Except for a portion of commercially zoned Main Street at the western edge of town, such facilities would be banned if residents approve the changes at a May 15 town meeting. The ordinance would go into effect 30 days after the vote.

The ordinance bars clinics from residential, industrial or mixed zone areas. It allows permits for clinics in commercial zones if they are more than 1,000 feet from another clinic or schools, public libraries, public parks or “youth-oriented establishments” and are not abutting residential zones.

Town officials intended to ban drug treatment clinics entirely from town, Selectman Rick Nicholson said, fearing that they bring with them drug addicts and increased crime.

“Those give you a different kind of traffic.
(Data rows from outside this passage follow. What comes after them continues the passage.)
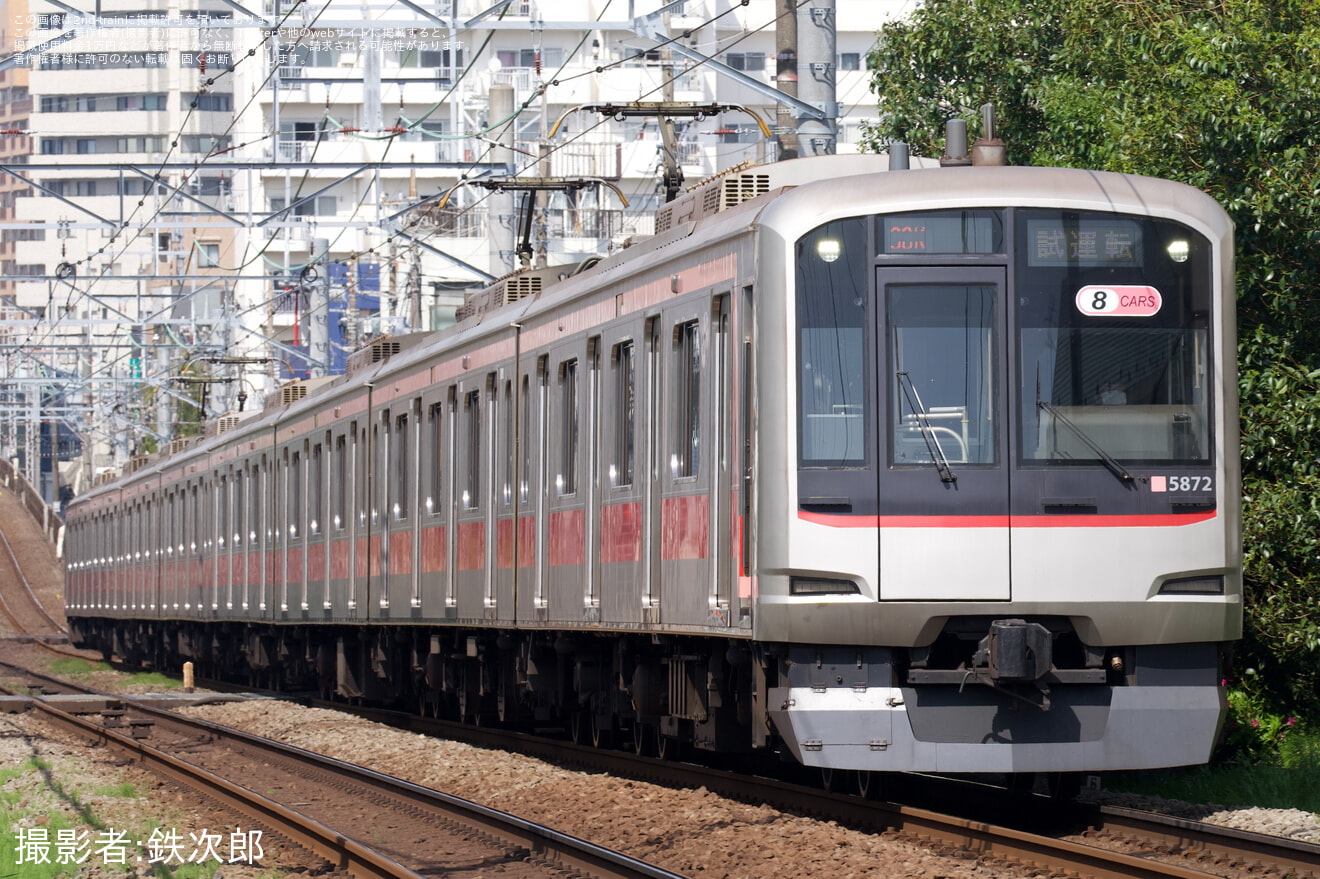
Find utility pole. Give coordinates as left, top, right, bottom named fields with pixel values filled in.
left=775, top=0, right=797, bottom=160
left=308, top=238, right=330, bottom=379
left=486, top=83, right=517, bottom=275
left=797, top=0, right=838, bottom=156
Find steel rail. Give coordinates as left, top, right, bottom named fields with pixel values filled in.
left=0, top=514, right=69, bottom=635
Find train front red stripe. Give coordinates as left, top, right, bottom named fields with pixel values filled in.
left=797, top=509, right=1216, bottom=528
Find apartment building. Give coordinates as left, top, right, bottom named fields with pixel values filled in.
left=7, top=0, right=902, bottom=475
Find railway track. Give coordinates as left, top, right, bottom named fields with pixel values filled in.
left=2, top=665, right=691, bottom=879
left=294, top=702, right=1320, bottom=879
left=2, top=654, right=1320, bottom=879
left=0, top=514, right=69, bottom=641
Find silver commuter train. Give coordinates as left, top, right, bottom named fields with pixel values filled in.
left=67, top=156, right=1242, bottom=777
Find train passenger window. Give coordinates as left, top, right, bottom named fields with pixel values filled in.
left=308, top=442, right=325, bottom=535
left=669, top=321, right=701, bottom=479
left=231, top=467, right=252, bottom=549
left=463, top=391, right=482, bottom=509
left=426, top=403, right=445, bottom=516
left=517, top=375, right=532, bottom=504
left=796, top=218, right=871, bottom=467
left=554, top=360, right=578, bottom=496
left=392, top=412, right=408, bottom=521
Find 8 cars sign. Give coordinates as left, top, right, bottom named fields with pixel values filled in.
left=1077, top=286, right=1164, bottom=317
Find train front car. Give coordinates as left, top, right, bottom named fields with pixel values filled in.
left=756, top=168, right=1242, bottom=772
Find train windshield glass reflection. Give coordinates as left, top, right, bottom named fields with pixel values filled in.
left=1016, top=211, right=1213, bottom=466
left=797, top=218, right=873, bottom=467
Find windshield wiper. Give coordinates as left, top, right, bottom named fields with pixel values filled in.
left=895, top=370, right=958, bottom=482
left=1036, top=397, right=1135, bottom=483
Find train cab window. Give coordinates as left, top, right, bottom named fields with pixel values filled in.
left=1015, top=210, right=1214, bottom=467
left=425, top=403, right=445, bottom=516
left=669, top=321, right=701, bottom=479
left=884, top=284, right=998, bottom=466
left=610, top=339, right=638, bottom=488
left=796, top=218, right=873, bottom=469
left=463, top=391, right=482, bottom=509
left=554, top=360, right=578, bottom=496
left=391, top=412, right=409, bottom=521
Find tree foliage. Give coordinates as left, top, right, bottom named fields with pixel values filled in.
left=867, top=0, right=1320, bottom=714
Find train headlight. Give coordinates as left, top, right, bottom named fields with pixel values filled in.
left=1159, top=577, right=1224, bottom=595
left=788, top=577, right=862, bottom=595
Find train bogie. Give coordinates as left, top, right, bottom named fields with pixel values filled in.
left=69, top=157, right=1241, bottom=772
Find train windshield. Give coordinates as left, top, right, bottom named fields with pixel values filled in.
left=1015, top=210, right=1213, bottom=466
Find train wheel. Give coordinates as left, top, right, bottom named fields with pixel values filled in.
left=857, top=769, right=884, bottom=800
left=1047, top=772, right=1081, bottom=802
left=590, top=711, right=614, bottom=748
left=632, top=721, right=656, bottom=756
left=569, top=707, right=591, bottom=744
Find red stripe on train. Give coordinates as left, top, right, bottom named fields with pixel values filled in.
left=549, top=509, right=586, bottom=565
left=797, top=509, right=1216, bottom=528
left=601, top=503, right=642, bottom=562
left=660, top=495, right=710, bottom=560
I think you know what I mean,” he said Monday.

Yet they stopped short of a complete ban of mental health clinics because they might permit facilities whose population was deemed unthreatening, such as for autistic children, said Mark Scally, chairman of the Board of Selectmen.
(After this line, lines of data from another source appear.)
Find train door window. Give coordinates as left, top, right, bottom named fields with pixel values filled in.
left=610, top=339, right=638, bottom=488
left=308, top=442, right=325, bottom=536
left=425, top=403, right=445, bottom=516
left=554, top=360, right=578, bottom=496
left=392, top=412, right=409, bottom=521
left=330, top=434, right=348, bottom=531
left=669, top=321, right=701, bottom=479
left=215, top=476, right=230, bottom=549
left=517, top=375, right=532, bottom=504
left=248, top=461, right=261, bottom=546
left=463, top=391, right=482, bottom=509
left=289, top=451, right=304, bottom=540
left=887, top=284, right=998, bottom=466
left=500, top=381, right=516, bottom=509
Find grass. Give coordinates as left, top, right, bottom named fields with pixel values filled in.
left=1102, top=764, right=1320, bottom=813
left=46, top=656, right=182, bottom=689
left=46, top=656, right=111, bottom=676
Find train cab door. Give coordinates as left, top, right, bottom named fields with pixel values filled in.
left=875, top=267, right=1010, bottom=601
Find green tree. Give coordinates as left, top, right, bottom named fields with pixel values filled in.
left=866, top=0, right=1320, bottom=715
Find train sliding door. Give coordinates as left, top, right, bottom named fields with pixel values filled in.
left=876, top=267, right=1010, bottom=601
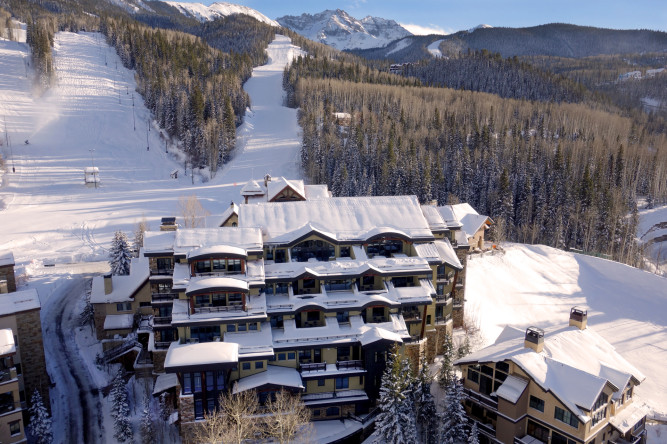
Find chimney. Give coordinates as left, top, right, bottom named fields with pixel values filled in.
left=160, top=217, right=178, bottom=231
left=570, top=307, right=588, bottom=330
left=523, top=327, right=544, bottom=353
left=104, top=273, right=113, bottom=294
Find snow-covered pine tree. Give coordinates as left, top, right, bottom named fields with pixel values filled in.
left=468, top=421, right=479, bottom=444
left=139, top=394, right=157, bottom=444
left=438, top=333, right=454, bottom=389
left=415, top=358, right=438, bottom=444
left=28, top=390, right=53, bottom=444
left=109, top=230, right=132, bottom=276
left=440, top=378, right=468, bottom=444
left=375, top=345, right=417, bottom=444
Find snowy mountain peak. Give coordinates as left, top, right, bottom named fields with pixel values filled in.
left=276, top=9, right=412, bottom=50
left=165, top=2, right=280, bottom=26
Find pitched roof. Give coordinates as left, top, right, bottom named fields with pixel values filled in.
left=455, top=327, right=645, bottom=422
left=239, top=196, right=433, bottom=243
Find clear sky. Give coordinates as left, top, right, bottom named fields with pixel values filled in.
left=171, top=0, right=667, bottom=34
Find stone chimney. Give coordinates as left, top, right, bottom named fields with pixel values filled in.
left=104, top=273, right=113, bottom=294
left=523, top=327, right=544, bottom=353
left=160, top=217, right=178, bottom=231
left=570, top=307, right=588, bottom=330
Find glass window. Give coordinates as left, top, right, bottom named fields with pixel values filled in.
left=554, top=407, right=579, bottom=429
left=336, top=376, right=350, bottom=390
left=9, top=420, right=21, bottom=436
left=530, top=395, right=544, bottom=412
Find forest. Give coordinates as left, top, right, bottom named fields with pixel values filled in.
left=286, top=57, right=667, bottom=264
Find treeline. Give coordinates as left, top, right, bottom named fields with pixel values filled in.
left=101, top=18, right=252, bottom=172
left=288, top=73, right=667, bottom=264
left=403, top=50, right=587, bottom=103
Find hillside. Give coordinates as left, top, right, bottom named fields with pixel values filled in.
left=466, top=244, right=667, bottom=418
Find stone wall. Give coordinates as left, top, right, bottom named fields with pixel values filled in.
left=16, top=309, right=51, bottom=411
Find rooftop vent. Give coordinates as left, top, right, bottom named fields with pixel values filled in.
left=570, top=307, right=588, bottom=330
left=524, top=327, right=544, bottom=353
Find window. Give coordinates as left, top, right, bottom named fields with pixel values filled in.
left=116, top=302, right=132, bottom=311
left=530, top=395, right=544, bottom=412
left=554, top=407, right=579, bottom=429
left=9, top=420, right=21, bottom=436
left=336, top=376, right=350, bottom=390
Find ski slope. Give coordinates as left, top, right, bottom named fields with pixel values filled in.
left=466, top=244, right=667, bottom=419
left=0, top=32, right=301, bottom=265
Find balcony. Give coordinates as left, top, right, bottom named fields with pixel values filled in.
left=463, top=388, right=498, bottom=412
left=151, top=293, right=178, bottom=303
left=336, top=360, right=364, bottom=370
left=194, top=305, right=243, bottom=313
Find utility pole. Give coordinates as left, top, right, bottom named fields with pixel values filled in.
left=88, top=149, right=97, bottom=188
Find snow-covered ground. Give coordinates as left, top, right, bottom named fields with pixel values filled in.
left=0, top=33, right=301, bottom=442
left=466, top=244, right=667, bottom=419
left=637, top=205, right=667, bottom=275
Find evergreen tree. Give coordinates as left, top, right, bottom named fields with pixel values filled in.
left=28, top=390, right=53, bottom=444
left=139, top=394, right=157, bottom=444
left=109, top=230, right=132, bottom=276
left=438, top=333, right=456, bottom=389
left=415, top=357, right=438, bottom=444
left=375, top=345, right=417, bottom=444
left=441, top=378, right=468, bottom=444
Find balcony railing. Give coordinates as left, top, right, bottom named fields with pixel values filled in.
left=151, top=293, right=178, bottom=302
left=151, top=268, right=174, bottom=276
left=299, top=362, right=327, bottom=372
left=195, top=305, right=243, bottom=313
left=153, top=316, right=171, bottom=326
left=463, top=388, right=498, bottom=412
left=336, top=360, right=364, bottom=370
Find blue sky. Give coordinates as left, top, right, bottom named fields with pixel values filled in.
left=174, top=0, right=667, bottom=33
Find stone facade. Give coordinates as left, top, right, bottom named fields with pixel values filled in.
left=15, top=309, right=51, bottom=411
left=0, top=265, right=16, bottom=293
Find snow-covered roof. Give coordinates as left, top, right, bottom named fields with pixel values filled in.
left=266, top=177, right=306, bottom=202
left=232, top=365, right=304, bottom=394
left=144, top=231, right=176, bottom=254
left=414, top=239, right=463, bottom=270
left=90, top=257, right=150, bottom=304
left=492, top=375, right=529, bottom=404
left=185, top=277, right=248, bottom=294
left=609, top=400, right=650, bottom=434
left=104, top=313, right=134, bottom=330
left=174, top=229, right=263, bottom=254
left=455, top=327, right=644, bottom=422
left=451, top=203, right=493, bottom=237
left=0, top=251, right=14, bottom=267
left=187, top=245, right=248, bottom=260
left=164, top=342, right=239, bottom=373
left=0, top=328, right=16, bottom=356
left=239, top=196, right=433, bottom=243
left=0, top=288, right=41, bottom=316
left=153, top=373, right=179, bottom=395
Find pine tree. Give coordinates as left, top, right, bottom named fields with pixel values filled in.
left=441, top=378, right=468, bottom=444
left=109, top=231, right=132, bottom=276
left=28, top=390, right=53, bottom=444
left=375, top=346, right=417, bottom=444
left=415, top=357, right=438, bottom=444
left=438, top=333, right=456, bottom=389
left=139, top=394, right=157, bottom=444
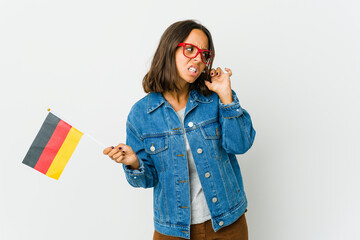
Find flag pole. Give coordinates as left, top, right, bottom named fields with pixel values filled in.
left=48, top=108, right=106, bottom=148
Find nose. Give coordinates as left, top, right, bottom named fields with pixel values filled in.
left=193, top=52, right=202, bottom=62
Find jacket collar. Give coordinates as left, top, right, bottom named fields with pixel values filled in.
left=147, top=89, right=213, bottom=113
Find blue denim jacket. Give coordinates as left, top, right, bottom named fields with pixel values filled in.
left=123, top=90, right=255, bottom=239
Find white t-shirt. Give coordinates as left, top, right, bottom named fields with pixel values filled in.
left=176, top=108, right=211, bottom=224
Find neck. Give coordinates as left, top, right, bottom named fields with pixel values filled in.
left=163, top=84, right=190, bottom=104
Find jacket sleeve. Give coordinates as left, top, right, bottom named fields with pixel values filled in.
left=219, top=90, right=256, bottom=154
left=123, top=120, right=158, bottom=188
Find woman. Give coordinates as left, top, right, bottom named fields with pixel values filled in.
left=104, top=20, right=255, bottom=240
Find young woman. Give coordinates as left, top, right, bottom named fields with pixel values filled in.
left=104, top=20, right=255, bottom=240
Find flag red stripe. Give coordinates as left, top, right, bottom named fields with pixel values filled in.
left=34, top=120, right=71, bottom=174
“The real impetus behind this was to keep a residential zone a residential zone,” Scally said during the hearing at town hall on Monday, which 11 people attended.
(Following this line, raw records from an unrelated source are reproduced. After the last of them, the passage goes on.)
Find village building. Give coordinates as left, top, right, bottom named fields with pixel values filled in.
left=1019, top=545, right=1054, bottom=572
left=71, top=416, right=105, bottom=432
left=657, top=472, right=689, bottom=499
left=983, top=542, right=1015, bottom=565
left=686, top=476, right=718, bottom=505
Home-based businesses and other commercial entities are taking advantage of loopholes in town ordinances and diluting the quality of life in residential zones, Scally said.

No one spoke against the ban during the hearing.

Originally developed as a pain medication, methadone is widely used as a therapeutic substitute for illegal narcotics such as heroin and prescription medications such as morphine or OxyContin.

Treatment providers and other proponents say successful methadone therapy allows an addicted person to resume normal life activities such as finishing school, holding a job and raising children.

Critics argue that methadone, itself addictive and potentially lethal if misused, simply substitutes one drug habit for another and contributes more to the drug problem than it resolves.

Two methadone clinics operate in Bangor, with a third to open in early spring. Methadone clinics also are operating in Calais, Waterville, South Portland and Westbrook. Two more clinics are pending in Portland and Rockland.

Fears that the town could become home to a methadone clinic began when a doctor’s office closed on Western Avenue recently, Nicholson and Scally said.

Medical clinics, Nicholson said, are generally an awkward fit in East Millinocket, a mill town of about 1,500 people living mostly in tightly clustered homes on the northern side of Route 157 between Medway and Millinocket.

“The town’s not laid out for any kind of a clinic, not just methadone, although those do raise concerns,” he said. “There’s not a lot of room for parking, or for the town to grow. It’s tight for space.”

Selectmen also reviewed a proposed property maintenance ordinance banning unauthorized junkyards and unsanitary conditions.